While spawning a few VMs in the same time this could lead to unnecessary
movements of master DB, then re-connections of ovn-controllers (slaves are
read-only), further peaks of load on DBs, and at the end it could lead to
snowball effect. Now this value can be configurable by dbs_timeout in
tripleo::profile::pacemaker::ovn_dbs_bundle and by default is set to 60s.
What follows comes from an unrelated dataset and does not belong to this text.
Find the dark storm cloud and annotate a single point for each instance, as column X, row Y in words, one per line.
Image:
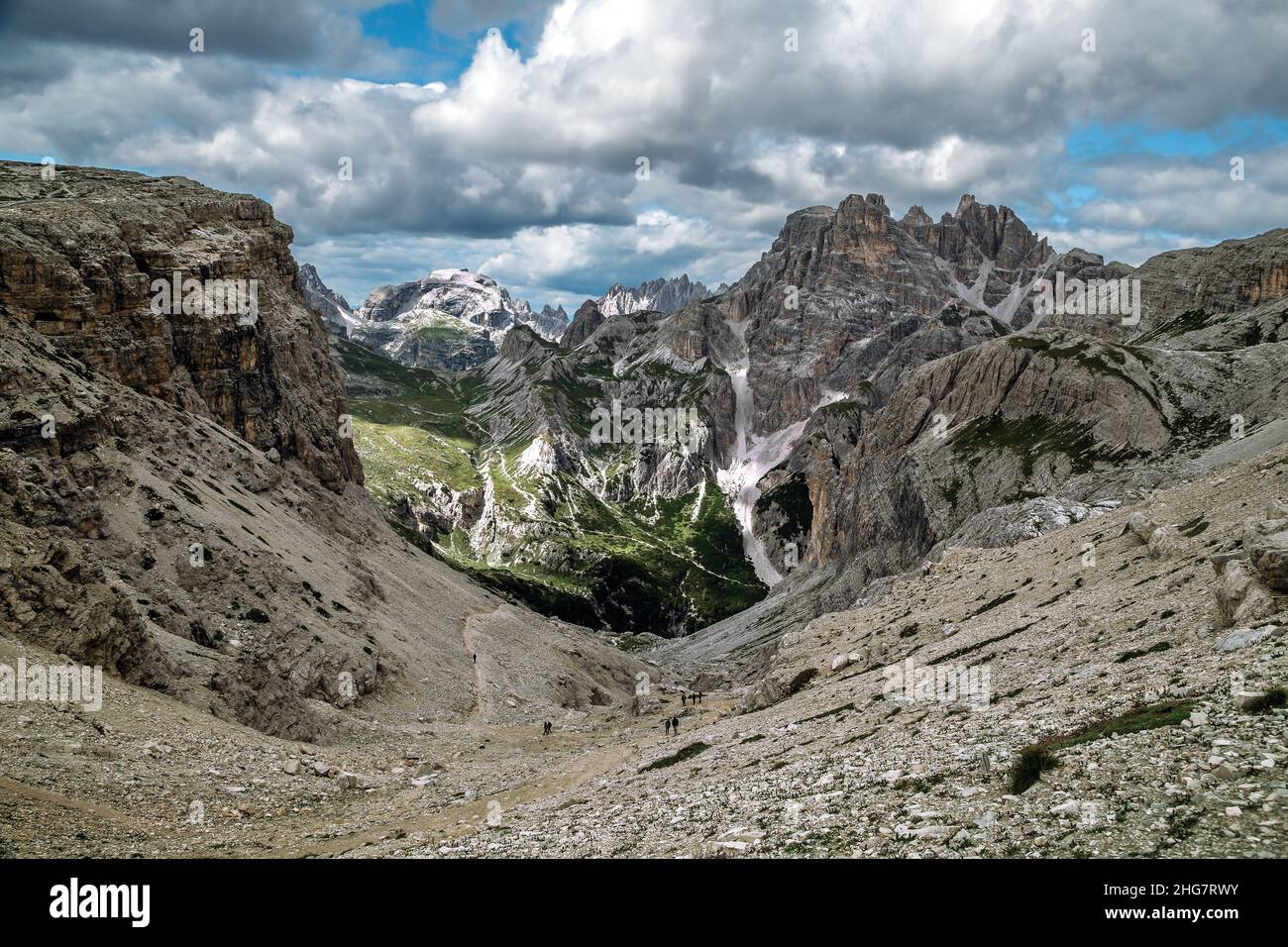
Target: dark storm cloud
column 279, row 33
Change-Id: Ib95c6b7614631eed264d42e6cf61672b705e7893
Signed-off-by: Kamil Sambor <ksambor@redhat.com>
Partial-Bug: #1853000
(cherry picked from commit 15e21010a8)
(cherry picked from commit 223e786c57)
This commit is contained in:
Kamil Sambor 2019-10-17 15:30:58 +02:00
parent c0d16b9485
commit 2631cb8c54
2 changed files with 17 additions and 1 deletions

View File

@ -60,6 +60,10 @@
# (optional) Sets PCMK_tls_priorities in /etc/sysconfig/pacemaker when set
# Defaults to hiera('tripleo::pacemaker::tls_priorities', undef)
#
# [*dbs_timeout*]
# (Optional) timeout for monitor of ovn dbs resource
# Defaults to 60
#
class tripleo::profile::pacemaker::ovn_dbs_bundle (
$ovn_dbs_docker_image = hiera('tripleo::profile::pacemaker::ovn_dbs_bundle::ovn_dbs_docker_image', undef),
@ -72,6 +76,7 @@ class tripleo::profile::pacemaker::ovn_dbs_bundle (
$sb_db_port = 6642,
$container_backend = 'docker',
$tls_priorities = hiera('tripleo::pacemaker::tls_priorities', undef),
$dbs_timeout = hiera('tripleo::profile::pacemaker::ovn_dbs_bundle::dbs_timeout', 60),
) {
if $::hostname == downcase($bootstrap_node) {
@ -153,7 +158,8 @@ class tripleo::profile::pacemaker::ovn_dbs_bundle (
pacemaker::resource::ocf { "${ovndb_servers_resource_name}":
ocf_agent_name => "${ovndb_servers_ocf_name}",
master_params => '',
op_params => 'start timeout=200s stop timeout=200s',
op_params => "start timeout=200s stop timeout=200s monitor interval=10s role=Master timeout=${dbs_timeout}s \
monitor interval=30s role=Slave timeout=${dbs_timeout}s",
resource_params => "master_ip=${ovn_dbs_vip_norm} nb_master_port=${nb_db_port} \
sb_master_port=${sb_db_port} manage_northd=yes inactive_probe_interval=180000",
tries => $pcs_tries,

View File

@ -0,0 +1,10 @@
---
features:
- |
Under pressure, the default monitor timeout value of 20 seconds is not
enough to prevent unnecessary failovers of the ovn-dbs pacemaker resource.
While spawning a few VMs in the same time this could lead to unnecessary
movements of master DB, then re-connections of ovn-controllers (slaves are
read-only), further peaks of load on DBs, and at the end it could lead to
snowball effect. Now this value can be configurable by dbs_timeout in
tripleo::profile::pacemaker::ovn_dbs_bundle and by default is set to 60s.